Die nationale Verkehrssicherheitsbehörde NHTSA hat daher die Einführung eines „Auto-Modus“ gefordert, der die Handynutzung am Steuer komplett verhindert. Mit Zwang durchsetzen will die Behörde eine derartige Technik jedoch zunächst nicht. Immerhin reagieren nun neben Apple auch die anderen Smartphone-Anbieter. Konkurrent Google etwa bietet mit "Android Auto" einen speziellen Handy-Betriebsmodus für Autofahrer an – mit reduzierten Funktionsumfang, extra großen Tastflächen und vereinfachter Grafik.

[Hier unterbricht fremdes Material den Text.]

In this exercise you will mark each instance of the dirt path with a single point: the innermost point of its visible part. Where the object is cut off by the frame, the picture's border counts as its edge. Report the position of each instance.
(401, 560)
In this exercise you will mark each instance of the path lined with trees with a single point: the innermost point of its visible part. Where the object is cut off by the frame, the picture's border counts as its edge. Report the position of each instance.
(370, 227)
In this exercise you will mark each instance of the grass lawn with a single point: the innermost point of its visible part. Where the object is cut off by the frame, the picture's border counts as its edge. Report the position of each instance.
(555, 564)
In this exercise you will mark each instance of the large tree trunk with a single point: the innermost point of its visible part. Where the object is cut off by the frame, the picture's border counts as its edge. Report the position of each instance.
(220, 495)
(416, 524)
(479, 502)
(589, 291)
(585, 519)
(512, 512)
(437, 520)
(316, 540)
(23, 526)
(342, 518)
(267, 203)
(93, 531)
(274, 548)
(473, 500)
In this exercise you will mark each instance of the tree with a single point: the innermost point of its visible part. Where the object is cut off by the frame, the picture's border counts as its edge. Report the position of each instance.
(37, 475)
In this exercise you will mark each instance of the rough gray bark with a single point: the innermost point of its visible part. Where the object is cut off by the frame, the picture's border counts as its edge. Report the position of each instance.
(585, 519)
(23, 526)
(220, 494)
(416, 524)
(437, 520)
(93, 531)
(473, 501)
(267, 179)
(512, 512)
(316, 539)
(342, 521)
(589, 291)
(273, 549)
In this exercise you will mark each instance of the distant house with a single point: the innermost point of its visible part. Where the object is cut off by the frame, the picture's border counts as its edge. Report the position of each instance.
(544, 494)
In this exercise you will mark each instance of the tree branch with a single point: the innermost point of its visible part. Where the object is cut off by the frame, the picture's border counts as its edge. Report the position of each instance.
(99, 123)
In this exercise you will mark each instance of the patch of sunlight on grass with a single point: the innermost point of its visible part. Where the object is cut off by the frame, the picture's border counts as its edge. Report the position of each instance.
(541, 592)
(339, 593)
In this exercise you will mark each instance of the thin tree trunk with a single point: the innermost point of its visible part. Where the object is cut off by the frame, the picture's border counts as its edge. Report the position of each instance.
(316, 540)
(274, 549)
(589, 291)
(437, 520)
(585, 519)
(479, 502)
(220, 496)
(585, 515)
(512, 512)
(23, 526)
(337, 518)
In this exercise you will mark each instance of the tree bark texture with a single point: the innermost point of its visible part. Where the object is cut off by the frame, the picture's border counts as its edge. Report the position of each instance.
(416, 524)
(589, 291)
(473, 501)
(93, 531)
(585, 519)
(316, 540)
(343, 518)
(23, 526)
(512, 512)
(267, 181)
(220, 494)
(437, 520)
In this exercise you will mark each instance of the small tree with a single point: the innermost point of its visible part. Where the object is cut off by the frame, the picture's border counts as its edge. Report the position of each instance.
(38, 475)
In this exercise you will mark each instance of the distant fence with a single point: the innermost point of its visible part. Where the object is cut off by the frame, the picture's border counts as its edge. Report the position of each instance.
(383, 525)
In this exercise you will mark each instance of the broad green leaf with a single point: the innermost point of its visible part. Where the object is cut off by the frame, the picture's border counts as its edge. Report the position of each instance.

Komplizierte infotainment-Systeme

Stoppen wird das die Ablenkung wohl nicht. Auch, weil Push-Nachrichten und soziale Medien längst nicht die einzige Störquellen im modernen Auto sind. Schon die Infotainment-Systeme sind in vielen Neuwagen so kompliziert geraten, dass sie mit ihrem immer weiter wachsenden Funktionsumfang mehr Fahrer-Aufmerksamkeit beanspruchen als gut ist. Die Autohersteller steuern bereits dagegen: Etwa mit immer besserer Sprachsteuerung, übersichtlicheren Anzeigesystemen und Head-up-Displays, die die Informationen von Navi und Co. direkt auf die Windschutzscheibe und damit ins Blickfeld der Fahrer projizieren. Nicht zuletzt wächst die Leistungsfähigkeit der Assistenzsysteme, die die Fehler und die Unkonzentriertheit der menschlichen Fahrer zunehmen besser ausbügeln. So erkennen viele Notbremsassistenten mittlerweile nicht nur andere Autos, sondern auch Fußgänger und Radfahrer.

Die Mischung aus Kampagnen, schärferen Sanktionen und technischen Maßnahmen soll zumindest mittelfristig die Zahl der Ablenkungs-Unfälle senken. Und so auch beim Ziel helfen, die Zahl der Verkehrstoten auf Europas Straßen auf null zu senken. Langfristig könnte sich die Sache mit der Ablenkung eh erledigen. Denn wenn erst einmal ein Großteil der Autos autonom fährt, kann der Mensch in aller Ruhe Handynachrichten schicken und den richtigen Radiosender einstellen.